Python/JAX implementation for GPU-accelerated distribution regression on geospatial data.

Originally developed for archaeological site prediction, KLRfome solves Distribution Regression problems where each observation is characterized by a distribution of measurements rather than a single feature vector.

Original R Package: mrecos/klrfome
Documentation: mrecos.github.io/klrfome
Paper: Harris, M.D. (2019). KLRfome - Kernel Logistic Regression on Focal Mean Embeddings. Journal of Open Source Software, 4(35), 722.


The Problem: Distribution Regression

Traditional regression maps a single outcome to a single set of features—one observation, one feature vector. But many real-world problems don't fit this mold.

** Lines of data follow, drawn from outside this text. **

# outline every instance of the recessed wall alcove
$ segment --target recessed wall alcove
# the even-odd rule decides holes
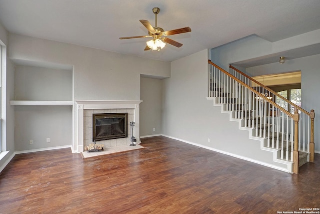
[[[98,141],[106,147],[117,146],[131,143],[130,123],[136,122],[133,134],[140,143],[139,105],[140,100],[75,100],[74,104],[74,139],[73,152],[82,152],[84,146],[92,143],[92,114],[128,113],[128,136],[126,138]]]

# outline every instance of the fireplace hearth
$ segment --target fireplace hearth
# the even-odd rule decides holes
[[[92,141],[128,137],[128,113],[92,114]]]

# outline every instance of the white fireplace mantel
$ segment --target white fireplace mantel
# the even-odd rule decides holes
[[[106,109],[134,109],[136,122],[136,135],[137,142],[140,142],[139,131],[139,105],[142,100],[74,100],[74,128],[72,151],[84,151],[84,110]]]

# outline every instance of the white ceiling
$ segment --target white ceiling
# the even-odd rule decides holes
[[[164,31],[190,27],[169,36],[184,45],[144,51],[148,38],[139,22],[154,26],[160,8]],[[0,22],[12,33],[172,61],[256,34],[274,42],[320,29],[319,0],[0,0]],[[150,40],[150,39],[149,39]]]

Distribution Regression maps a single outcome to a distribution of features:

Traditional Regression Distribution Regression
One feature vector per observation Many feature vectors per observation
Point measurements Spatially distributed measurements
Collapse distribution to summary statistics Model the full distribution

When to Use KLRfome

KLRfome is designed for problems where:

  1. Observations are spatial regions, not points (e.g., site boundaries, habitat patches, land parcels)
  2. Each region contains multiple measurements of environmental or contextual variables
  3. You want to predict the probability of an outcome across a landscape
Domain Observation Unit Distribution of Features
Archaeology Site boundary Environmental measurements within site
Ecology Habitat patch Species observations across patch
Remote Sensing Land parcel Pixel values within parcel
Urban Planning Neighborhood Property characteristics in area
Environmental Science Watershed Sensor readings across watershed


How KLRfome Works

  1. Represent each location as a collection ("bag") of environmental feature vectors sampled from within its boundary
  2. Compute similarity between locations using mean embeddings in a Reproducing Kernel Hilbert Space (RKHS)
  3. Fit Kernel Logistic Regression on the resulting similarity matrix
  4. Predict across the landscape using focal windows that compute similarity between each neighborhood and the training locations

The name derives from this approach: Kernel Logistic Regression on FOcal Mean Embeddings (KLRfome, pronounced "clear foam").


Installation

# From PyPI (when available)
pip install klrfome

# From source
git clone https://github.com/mrecos/KLRFome_JAX
cd KLRFome_JAX
pip install -e .

Requirements

  • Python 3.9+
  • JAX (with optional GPU support)
  • NumPy, Rasterio, GeoPandas

For GPU acceleration, install JAX with CUDA support:

pip install --upgrade "jax[cuda12]"

Quick Start

Example data is included in example_data/ so you can run this immediately after installation:

from klrfome import KLRfome, RasterStack
import geopandas as gpd
import numpy as np
import rasterio
from sklearn.metrics import roc_auc_score
import matplotlib.pyplot as plt

# Load the included example data (200x200 rasters, 25 sites)
raster_stack = RasterStack.from_files([
    'example_data/var1.tif',
    'example_data/var2.tif', 
    'example_data/var3.tif'
])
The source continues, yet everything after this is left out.